Die Regierung des polnischen Premierministers Donald Tusk will in den kommenden zwei Wochen investorenfreundliche Gesetze für eine künftige Schiefergasförderung auf den Weg bringen. Das versprach Tusk laut Nachrichtenagentur Reuters am Donnerstag. Damit sollen bürokratische Hürden abgebaut werden, die in der Vergangenheit die Entwicklung dieser Gasressourcen gebremst hätten. 
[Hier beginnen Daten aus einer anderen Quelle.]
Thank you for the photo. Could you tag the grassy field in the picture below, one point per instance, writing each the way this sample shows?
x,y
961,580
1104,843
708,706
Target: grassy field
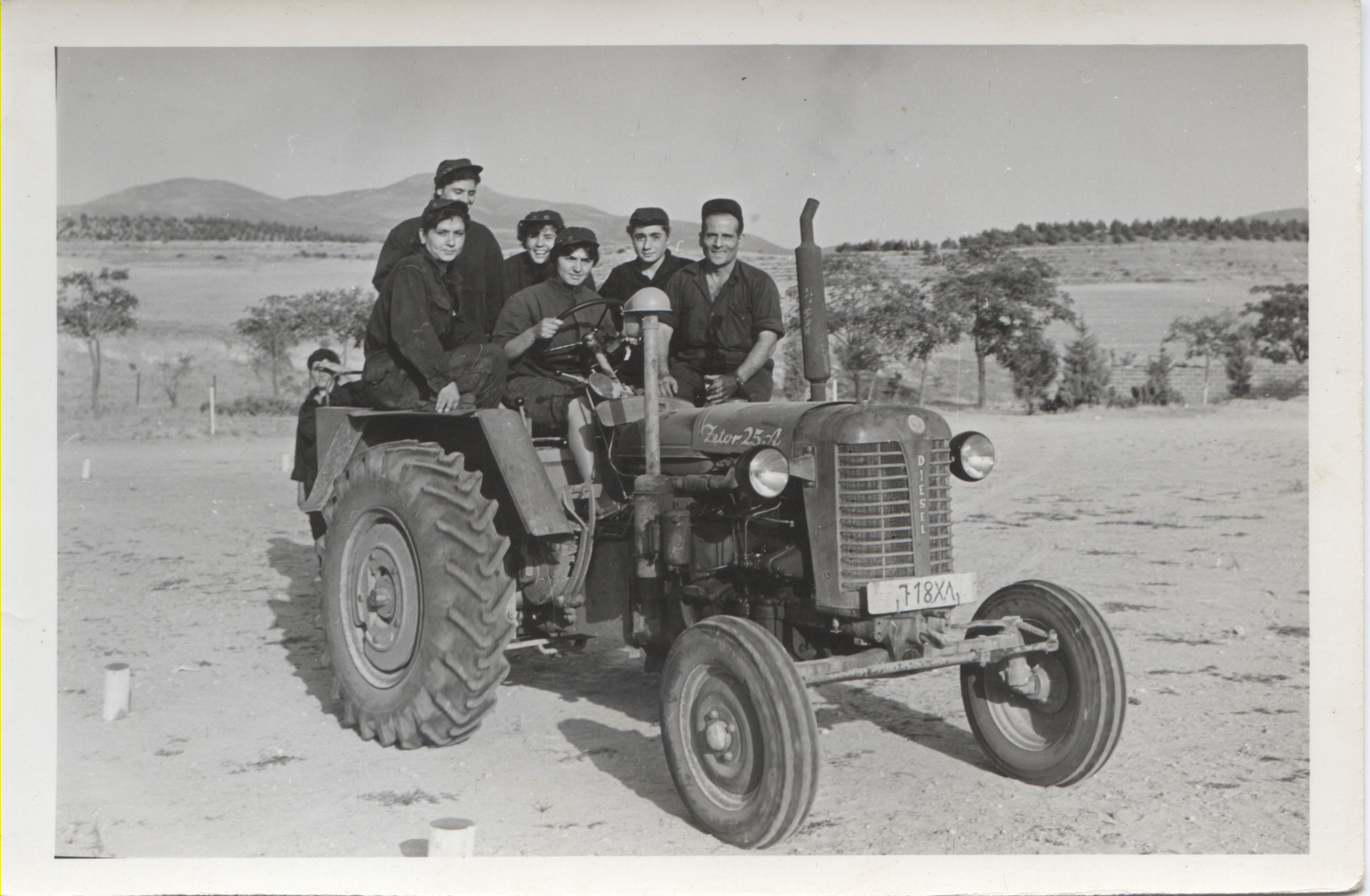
x,y
192,292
Die Pläne, für die Schiefergasförderung einen eigenen staatlichen Konzern aufzubauen, will die Regierung in Warschau nicht weiterverfolgen. Ursprünglich sollte das Unternehmen an jeder Bohrung im Land als Anteilseigner beteiligt werden und so die Kontrolle über die Förderfelder in staatlicher Hand bleiben. 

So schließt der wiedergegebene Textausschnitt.